Both studies attempt to better clarify the role of the amygdala in processing human emotion; the former focused on the lateralization of functions of the amygdala and the latter addressed for the first time the role the amygdala plays in processing positive stimuli. One may feel inclined to conclude that the processing of positive emotion may require a bit more cognitive appraisal than the processing of negative emotion, when searching for a common link between the articles; the former suggested that the left amygdala may be more important for cognitively appraising arousal and detecting stimulus arousal, and the latter suggested that the left amygdala may be more important in processing positive emotion. It has been implied in numerous studies that the amygdala processes fear and negative emotions at an automatic level, but not much has been said about the automatic processing of positive emotions, therefore more cognitive appraisal of positive emotions may be necessary.

The problem with deriving this conclusion from these studies however, is that the latter study relied heavily on the subjective rating of arousal to confirm that the intended emotional and cognitive states had been elicited—this type of subjective rating is not necessarily sensitive to the types of impairments resulting from the amygdala lesioned patients presented in the former study. The latter study also relied on sexual material to represent positive stimuli, and so it is unclear whether the left amygdala was responding to positively arousing stimuli or simply to sexual stimuli. Together, these studies do however clarify more specifications of the human amygdala in processing emotion; the former provides support for the hypothesis that the left and right amygdalae serve different functions in emotion processing, and the latter constitutes the first neuroimaging evidence for a role of the amygdala in positive emotional reactions elicited by visual stimuli.

1. Glascher J, Adolphs R (2003) Processing of the Arousal of Subliminal and Supraliminal Emotional Stimuli by the Human Amygdala.
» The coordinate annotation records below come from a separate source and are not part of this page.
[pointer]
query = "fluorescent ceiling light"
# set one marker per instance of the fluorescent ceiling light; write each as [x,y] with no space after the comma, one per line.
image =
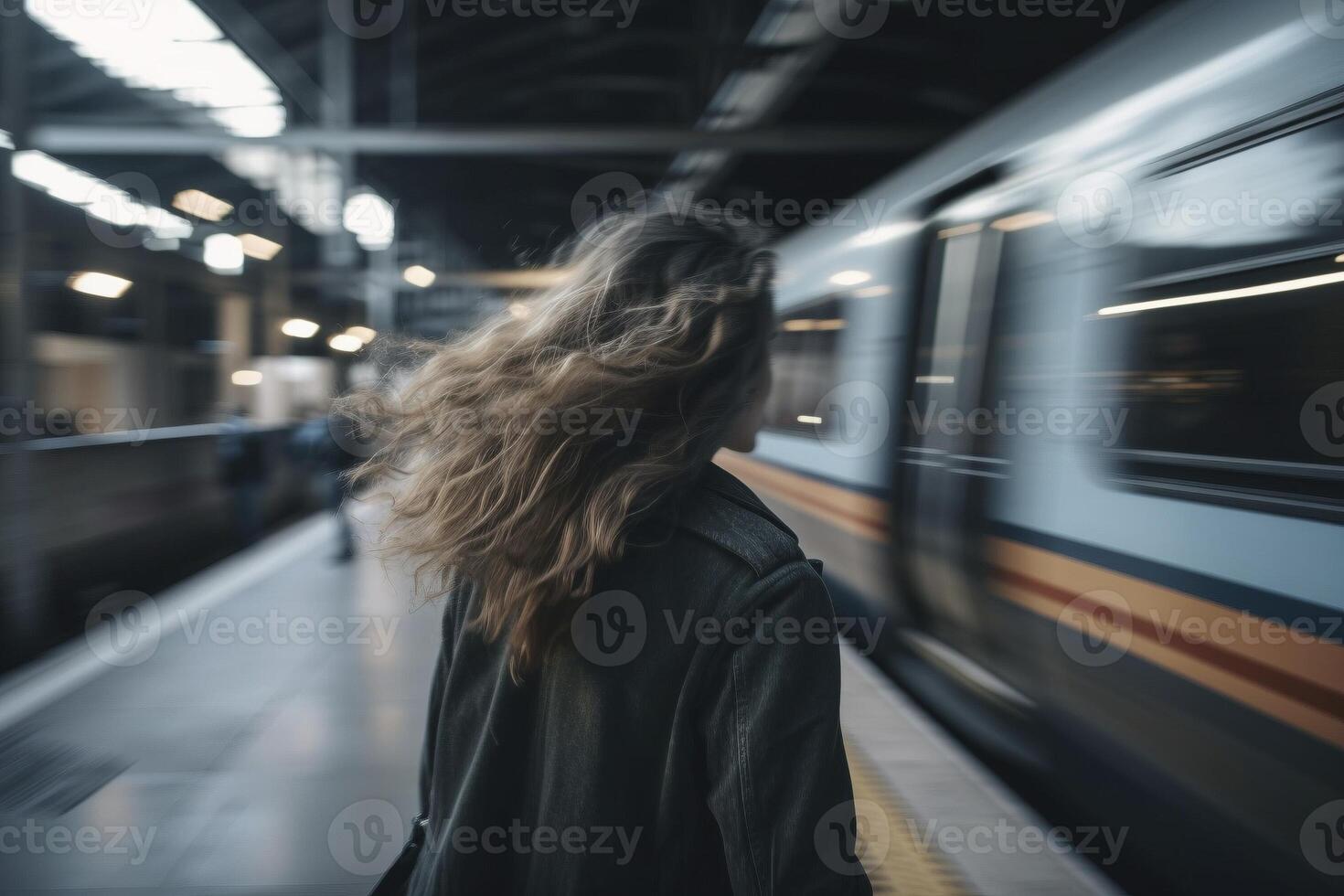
[371,219]
[172,48]
[418,275]
[202,205]
[299,328]
[851,277]
[260,248]
[97,197]
[1221,295]
[96,283]
[346,343]
[1023,220]
[223,254]
[363,334]
[960,229]
[884,232]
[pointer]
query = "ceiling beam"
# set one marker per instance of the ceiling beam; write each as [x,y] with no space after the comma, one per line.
[472,140]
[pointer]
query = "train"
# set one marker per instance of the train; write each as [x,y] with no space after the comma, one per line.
[1064,407]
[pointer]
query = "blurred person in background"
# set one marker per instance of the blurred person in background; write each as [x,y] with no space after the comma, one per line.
[319,443]
[551,478]
[242,458]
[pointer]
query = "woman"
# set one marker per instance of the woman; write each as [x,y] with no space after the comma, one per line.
[638,684]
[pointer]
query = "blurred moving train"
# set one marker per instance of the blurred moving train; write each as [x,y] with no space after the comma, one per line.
[1070,415]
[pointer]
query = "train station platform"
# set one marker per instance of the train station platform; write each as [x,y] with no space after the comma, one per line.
[257,730]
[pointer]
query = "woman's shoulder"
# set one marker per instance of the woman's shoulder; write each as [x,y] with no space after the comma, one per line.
[722,511]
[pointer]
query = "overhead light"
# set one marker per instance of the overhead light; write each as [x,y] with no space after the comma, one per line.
[418,275]
[202,205]
[803,324]
[260,248]
[884,232]
[851,277]
[223,254]
[960,229]
[299,328]
[371,219]
[346,343]
[1221,295]
[97,197]
[1023,220]
[101,285]
[363,334]
[172,48]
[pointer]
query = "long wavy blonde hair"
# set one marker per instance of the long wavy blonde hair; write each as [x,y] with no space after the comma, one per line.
[520,453]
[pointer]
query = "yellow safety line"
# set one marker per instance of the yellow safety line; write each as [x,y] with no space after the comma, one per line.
[905,865]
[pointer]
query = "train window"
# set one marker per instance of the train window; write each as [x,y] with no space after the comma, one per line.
[1226,357]
[803,361]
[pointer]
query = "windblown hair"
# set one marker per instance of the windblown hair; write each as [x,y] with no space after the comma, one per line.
[520,454]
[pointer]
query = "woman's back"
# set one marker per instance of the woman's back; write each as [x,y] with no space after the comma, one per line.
[682,736]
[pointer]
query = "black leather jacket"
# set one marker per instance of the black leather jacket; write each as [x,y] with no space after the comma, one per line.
[683,738]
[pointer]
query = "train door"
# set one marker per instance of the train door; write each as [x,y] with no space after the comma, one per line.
[940,470]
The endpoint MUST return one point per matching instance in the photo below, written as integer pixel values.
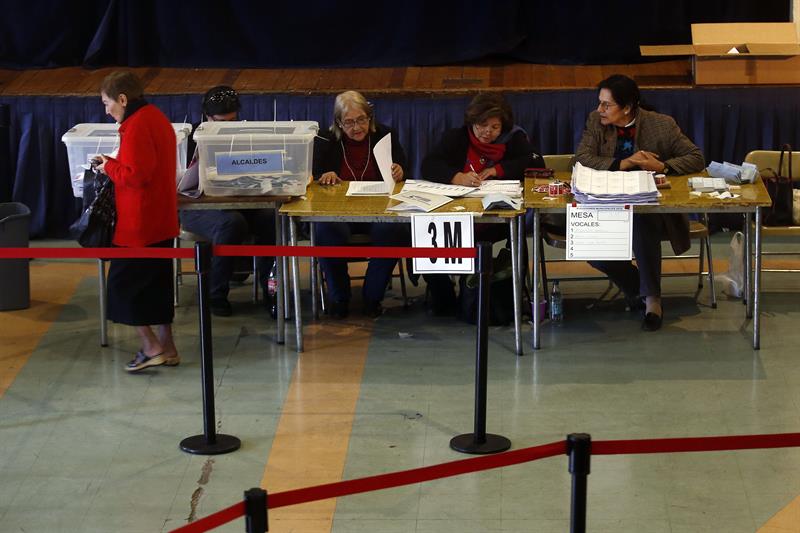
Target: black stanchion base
(493, 444)
(198, 445)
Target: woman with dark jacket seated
(620, 135)
(488, 146)
(345, 153)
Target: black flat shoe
(373, 309)
(634, 303)
(339, 310)
(651, 322)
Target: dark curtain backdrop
(315, 33)
(725, 123)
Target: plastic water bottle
(556, 304)
(272, 289)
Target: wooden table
(676, 199)
(328, 203)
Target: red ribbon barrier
(464, 466)
(236, 250)
(211, 521)
(95, 253)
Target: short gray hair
(345, 102)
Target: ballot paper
(418, 201)
(613, 187)
(703, 184)
(495, 201)
(383, 156)
(511, 188)
(744, 173)
(432, 187)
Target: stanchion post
(255, 511)
(6, 180)
(479, 442)
(579, 449)
(209, 443)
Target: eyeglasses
(363, 120)
(488, 127)
(227, 96)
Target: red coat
(144, 179)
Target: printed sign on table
(443, 231)
(599, 232)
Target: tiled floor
(86, 447)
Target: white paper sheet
(422, 200)
(383, 156)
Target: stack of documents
(613, 187)
(418, 201)
(738, 174)
(702, 184)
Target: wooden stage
(445, 80)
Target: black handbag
(95, 227)
(780, 192)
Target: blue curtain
(725, 123)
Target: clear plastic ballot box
(84, 141)
(255, 158)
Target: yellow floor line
(52, 285)
(786, 521)
(311, 440)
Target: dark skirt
(141, 291)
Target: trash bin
(15, 283)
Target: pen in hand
(474, 172)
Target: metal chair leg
(543, 270)
(101, 279)
(701, 258)
(710, 268)
(403, 282)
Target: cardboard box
(739, 53)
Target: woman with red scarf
(488, 146)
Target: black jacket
(328, 151)
(450, 154)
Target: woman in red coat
(140, 291)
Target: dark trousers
(379, 270)
(232, 227)
(648, 230)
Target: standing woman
(140, 291)
(344, 153)
(621, 135)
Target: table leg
(757, 285)
(535, 283)
(314, 280)
(279, 276)
(287, 302)
(101, 277)
(298, 315)
(516, 282)
(748, 265)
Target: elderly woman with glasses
(488, 146)
(345, 153)
(621, 135)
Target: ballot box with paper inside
(84, 141)
(255, 158)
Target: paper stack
(613, 187)
(738, 174)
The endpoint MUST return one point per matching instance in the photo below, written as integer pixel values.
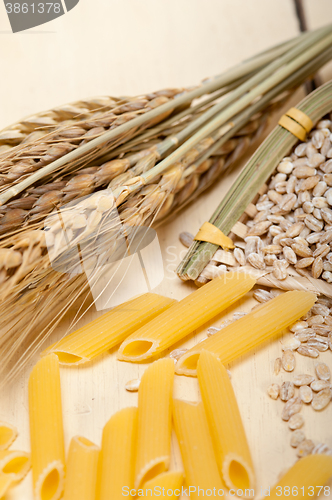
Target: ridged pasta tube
(46, 429)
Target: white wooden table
(128, 47)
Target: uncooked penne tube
(154, 421)
(198, 456)
(171, 482)
(81, 473)
(248, 332)
(8, 434)
(117, 457)
(46, 429)
(108, 330)
(15, 463)
(185, 316)
(305, 479)
(6, 481)
(225, 423)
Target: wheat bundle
(153, 153)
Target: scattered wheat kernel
(311, 352)
(177, 353)
(303, 379)
(319, 385)
(287, 391)
(306, 393)
(291, 344)
(293, 406)
(288, 360)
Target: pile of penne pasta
(134, 457)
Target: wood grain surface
(127, 47)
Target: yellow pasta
(6, 481)
(225, 423)
(167, 484)
(117, 457)
(15, 463)
(199, 461)
(248, 332)
(305, 479)
(81, 473)
(108, 330)
(8, 434)
(185, 316)
(154, 421)
(46, 429)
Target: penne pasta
(225, 423)
(167, 484)
(185, 317)
(46, 429)
(6, 482)
(108, 330)
(199, 461)
(14, 463)
(154, 421)
(240, 337)
(81, 473)
(8, 434)
(117, 457)
(305, 478)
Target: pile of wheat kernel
(293, 223)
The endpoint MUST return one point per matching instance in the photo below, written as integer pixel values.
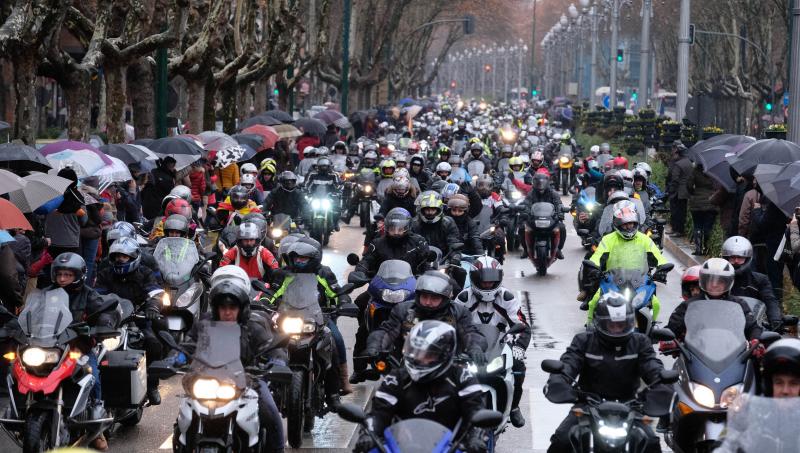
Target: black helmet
(288, 181)
(429, 350)
(239, 196)
(436, 283)
(397, 224)
(177, 222)
(227, 292)
(70, 262)
(304, 255)
(614, 319)
(782, 357)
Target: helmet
(178, 206)
(430, 207)
(323, 165)
(387, 168)
(288, 181)
(248, 230)
(716, 277)
(782, 357)
(613, 318)
(691, 277)
(397, 223)
(177, 222)
(229, 292)
(434, 283)
(124, 247)
(429, 350)
(624, 215)
(449, 190)
(486, 275)
(183, 192)
(541, 182)
(239, 196)
(304, 255)
(70, 262)
(737, 246)
(249, 168)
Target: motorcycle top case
(123, 375)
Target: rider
(610, 362)
(491, 303)
(428, 385)
(748, 283)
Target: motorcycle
(419, 434)
(50, 381)
(311, 352)
(715, 366)
(184, 297)
(219, 411)
(610, 426)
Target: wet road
(549, 302)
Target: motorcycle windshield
(418, 435)
(715, 331)
(176, 257)
(46, 315)
(302, 296)
(217, 354)
(765, 425)
(394, 272)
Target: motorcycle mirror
(552, 366)
(352, 413)
(669, 376)
(352, 259)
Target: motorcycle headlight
(703, 395)
(34, 357)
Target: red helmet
(691, 277)
(178, 206)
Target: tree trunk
(196, 100)
(25, 92)
(141, 82)
(115, 103)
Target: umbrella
(311, 126)
(770, 151)
(85, 162)
(11, 217)
(22, 158)
(10, 182)
(67, 145)
(287, 131)
(172, 146)
(328, 116)
(280, 115)
(130, 154)
(269, 134)
(39, 189)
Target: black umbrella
(770, 151)
(280, 115)
(254, 141)
(16, 156)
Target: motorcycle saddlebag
(123, 375)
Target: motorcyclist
(285, 199)
(610, 361)
(129, 279)
(748, 283)
(398, 243)
(428, 386)
(493, 304)
(230, 302)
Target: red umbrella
(268, 132)
(11, 217)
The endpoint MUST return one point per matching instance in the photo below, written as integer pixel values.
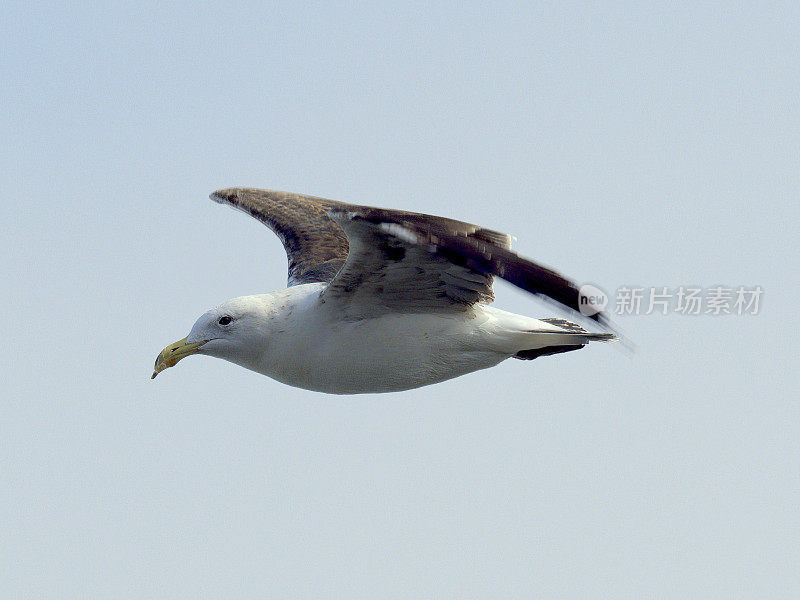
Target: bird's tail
(556, 337)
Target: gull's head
(233, 330)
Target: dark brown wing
(315, 245)
(412, 262)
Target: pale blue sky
(623, 145)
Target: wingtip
(225, 196)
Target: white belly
(389, 353)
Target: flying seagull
(380, 301)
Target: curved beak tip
(170, 355)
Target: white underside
(307, 345)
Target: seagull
(381, 300)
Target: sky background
(625, 146)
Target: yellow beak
(170, 355)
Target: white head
(236, 330)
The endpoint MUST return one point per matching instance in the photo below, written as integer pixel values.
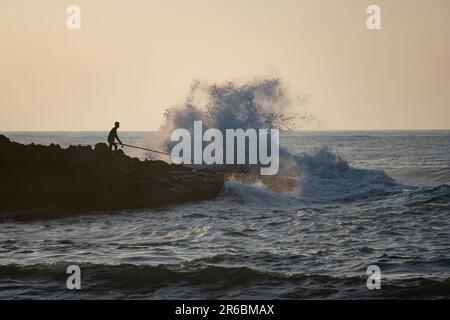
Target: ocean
(365, 198)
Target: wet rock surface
(49, 181)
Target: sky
(132, 59)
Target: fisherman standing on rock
(112, 136)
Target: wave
(320, 175)
(180, 281)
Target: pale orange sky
(132, 59)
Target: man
(112, 136)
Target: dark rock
(49, 181)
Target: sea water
(365, 198)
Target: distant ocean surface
(366, 198)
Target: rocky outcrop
(49, 181)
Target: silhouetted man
(112, 136)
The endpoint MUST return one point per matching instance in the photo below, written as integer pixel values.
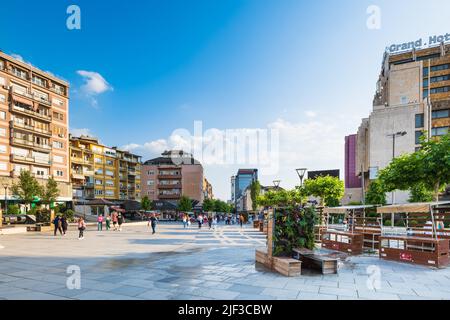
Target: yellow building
(101, 172)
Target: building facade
(412, 98)
(171, 176)
(101, 172)
(207, 189)
(241, 181)
(34, 122)
(353, 185)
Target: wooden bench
(325, 264)
(287, 266)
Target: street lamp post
(394, 136)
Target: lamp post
(394, 136)
(301, 174)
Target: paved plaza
(191, 265)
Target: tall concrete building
(353, 185)
(101, 172)
(412, 97)
(174, 174)
(34, 122)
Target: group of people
(117, 220)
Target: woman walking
(108, 222)
(64, 225)
(100, 223)
(81, 228)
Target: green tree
(27, 188)
(419, 193)
(146, 203)
(185, 204)
(255, 190)
(329, 189)
(428, 168)
(209, 205)
(376, 194)
(50, 192)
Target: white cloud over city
(94, 85)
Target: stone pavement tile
(314, 296)
(253, 297)
(280, 293)
(64, 292)
(303, 287)
(246, 289)
(436, 294)
(215, 285)
(100, 295)
(129, 291)
(339, 291)
(372, 295)
(138, 283)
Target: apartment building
(34, 121)
(174, 174)
(207, 189)
(412, 99)
(101, 172)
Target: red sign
(406, 256)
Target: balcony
(30, 144)
(29, 128)
(29, 160)
(30, 112)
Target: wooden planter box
(287, 266)
(351, 243)
(415, 250)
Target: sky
(303, 71)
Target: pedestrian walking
(81, 228)
(120, 220)
(57, 223)
(200, 221)
(152, 221)
(210, 222)
(114, 218)
(100, 223)
(108, 222)
(64, 225)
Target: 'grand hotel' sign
(418, 44)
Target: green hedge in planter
(294, 228)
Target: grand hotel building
(34, 122)
(412, 98)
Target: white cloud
(314, 144)
(81, 132)
(94, 85)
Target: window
(441, 114)
(58, 145)
(419, 120)
(440, 67)
(440, 90)
(418, 136)
(439, 131)
(58, 159)
(59, 173)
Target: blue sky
(157, 66)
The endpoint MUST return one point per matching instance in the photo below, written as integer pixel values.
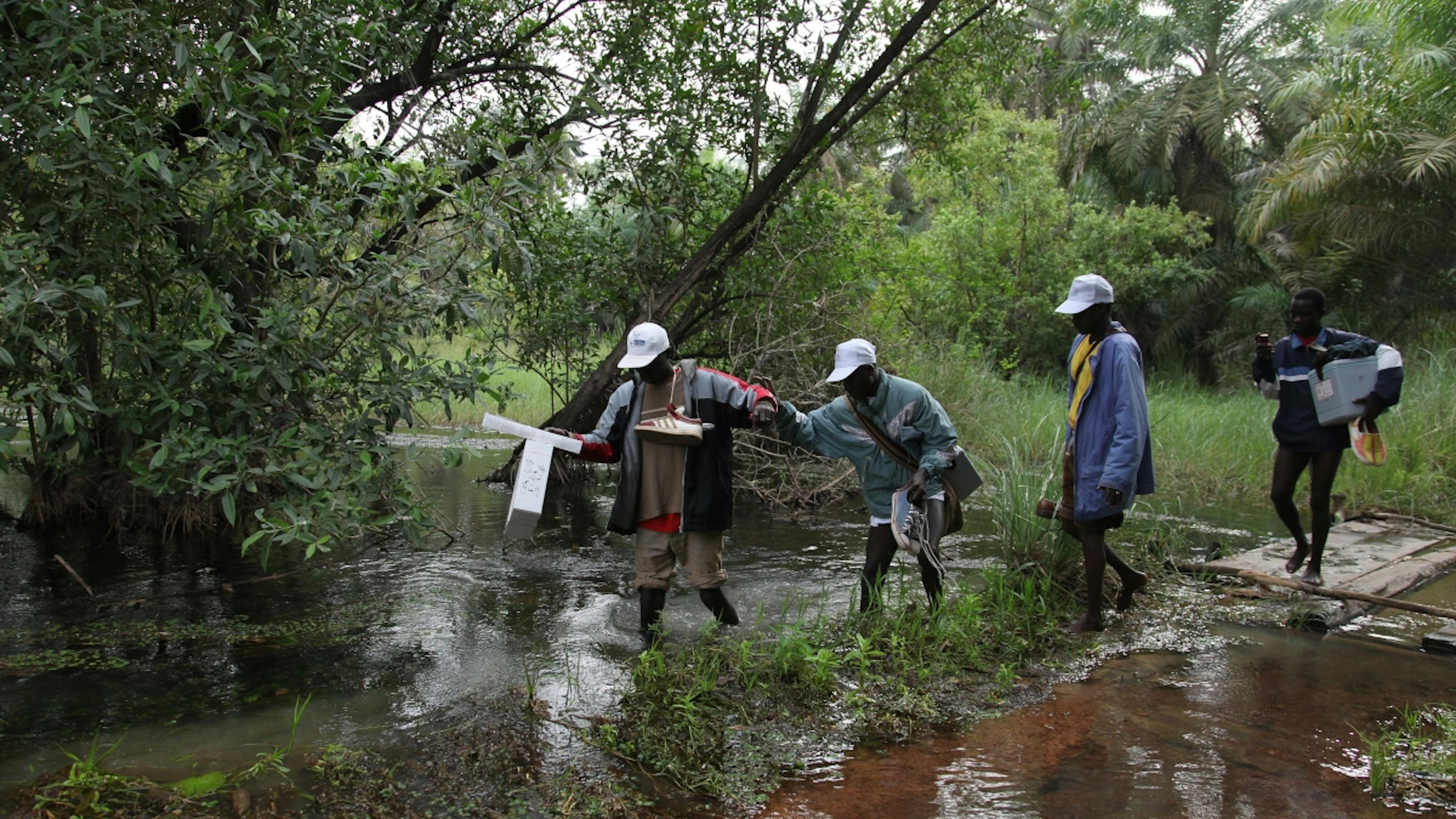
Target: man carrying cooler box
(1283, 372)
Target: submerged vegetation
(730, 712)
(1416, 757)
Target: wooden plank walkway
(1361, 556)
(1442, 642)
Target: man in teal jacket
(1109, 455)
(908, 415)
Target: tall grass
(1416, 757)
(528, 398)
(1211, 447)
(726, 715)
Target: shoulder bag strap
(900, 455)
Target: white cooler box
(1346, 379)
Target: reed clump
(727, 713)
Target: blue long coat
(1114, 445)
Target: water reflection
(389, 635)
(1259, 729)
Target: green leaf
(254, 538)
(203, 785)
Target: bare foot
(1125, 598)
(1298, 559)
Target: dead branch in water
(1337, 594)
(68, 567)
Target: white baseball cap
(645, 341)
(849, 358)
(1087, 290)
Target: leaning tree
(229, 226)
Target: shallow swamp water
(194, 667)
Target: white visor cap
(1087, 290)
(645, 341)
(849, 358)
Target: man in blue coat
(1109, 455)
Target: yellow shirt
(1082, 372)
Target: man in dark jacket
(1283, 372)
(676, 497)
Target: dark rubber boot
(653, 604)
(718, 604)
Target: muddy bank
(200, 671)
(1267, 725)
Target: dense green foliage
(232, 232)
(1004, 239)
(238, 237)
(1363, 196)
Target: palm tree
(1176, 95)
(1366, 191)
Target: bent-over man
(908, 415)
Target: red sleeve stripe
(761, 393)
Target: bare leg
(1094, 556)
(1321, 480)
(1288, 467)
(880, 553)
(1132, 579)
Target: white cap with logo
(849, 358)
(645, 341)
(1087, 290)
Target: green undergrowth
(1211, 447)
(1416, 757)
(487, 763)
(727, 715)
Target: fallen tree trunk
(1337, 594)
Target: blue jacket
(1114, 445)
(1286, 379)
(905, 410)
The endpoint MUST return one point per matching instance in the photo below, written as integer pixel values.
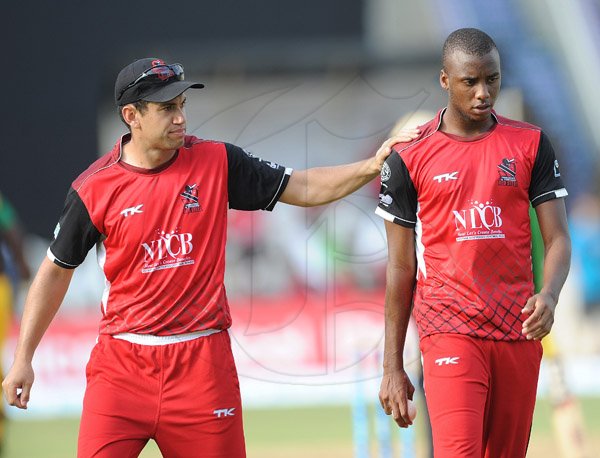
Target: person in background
(11, 251)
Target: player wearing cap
(455, 203)
(155, 208)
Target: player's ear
(444, 79)
(129, 115)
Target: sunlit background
(303, 84)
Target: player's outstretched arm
(321, 185)
(396, 388)
(43, 300)
(557, 260)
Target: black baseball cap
(151, 79)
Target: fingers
(17, 385)
(541, 319)
(23, 397)
(16, 396)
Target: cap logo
(160, 72)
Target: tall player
(456, 205)
(155, 207)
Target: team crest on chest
(507, 170)
(190, 199)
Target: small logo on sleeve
(556, 169)
(132, 210)
(386, 172)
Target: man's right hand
(17, 384)
(394, 393)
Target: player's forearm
(43, 301)
(398, 304)
(557, 261)
(322, 185)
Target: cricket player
(455, 203)
(155, 209)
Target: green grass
(270, 433)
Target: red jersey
(160, 234)
(469, 204)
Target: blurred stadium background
(303, 84)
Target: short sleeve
(398, 196)
(253, 184)
(74, 235)
(546, 182)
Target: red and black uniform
(468, 202)
(160, 238)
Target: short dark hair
(470, 41)
(140, 105)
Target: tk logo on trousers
(447, 360)
(219, 413)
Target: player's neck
(138, 154)
(455, 124)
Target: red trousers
(183, 395)
(480, 395)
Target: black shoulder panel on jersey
(252, 183)
(546, 182)
(75, 233)
(398, 196)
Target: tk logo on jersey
(190, 199)
(507, 170)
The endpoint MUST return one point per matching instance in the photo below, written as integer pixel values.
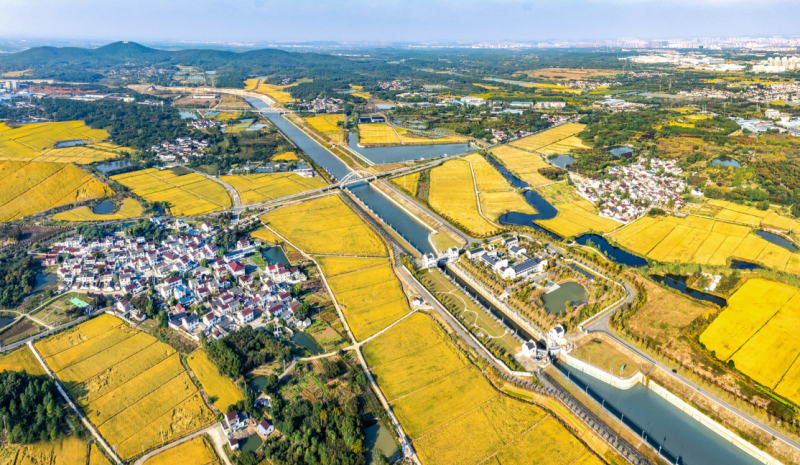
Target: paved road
(63, 392)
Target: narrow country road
(63, 392)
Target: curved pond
(682, 439)
(679, 284)
(568, 293)
(103, 208)
(777, 240)
(615, 254)
(380, 155)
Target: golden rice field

J Neurosci 23(32):10274-10282.
2. Hamann, S.B., Ely, T.D., Hoffman, J.M., Kilts, C.D. (2002). Ecstasy and Agony: Activation of the Human Amygdala in Positive and Negative Emotion. Psychological Science, 13, 135-141.
3. Dolan, R.J. (2000). Emotional Processing in the Human Brain Revealed Through Functional Neuroimaging. In M.S.Gazzaniga (Ed.), The New cognitive Neurosciences (2nd ed., pp. 1067-1159). Cambridge, MA: MIT Press.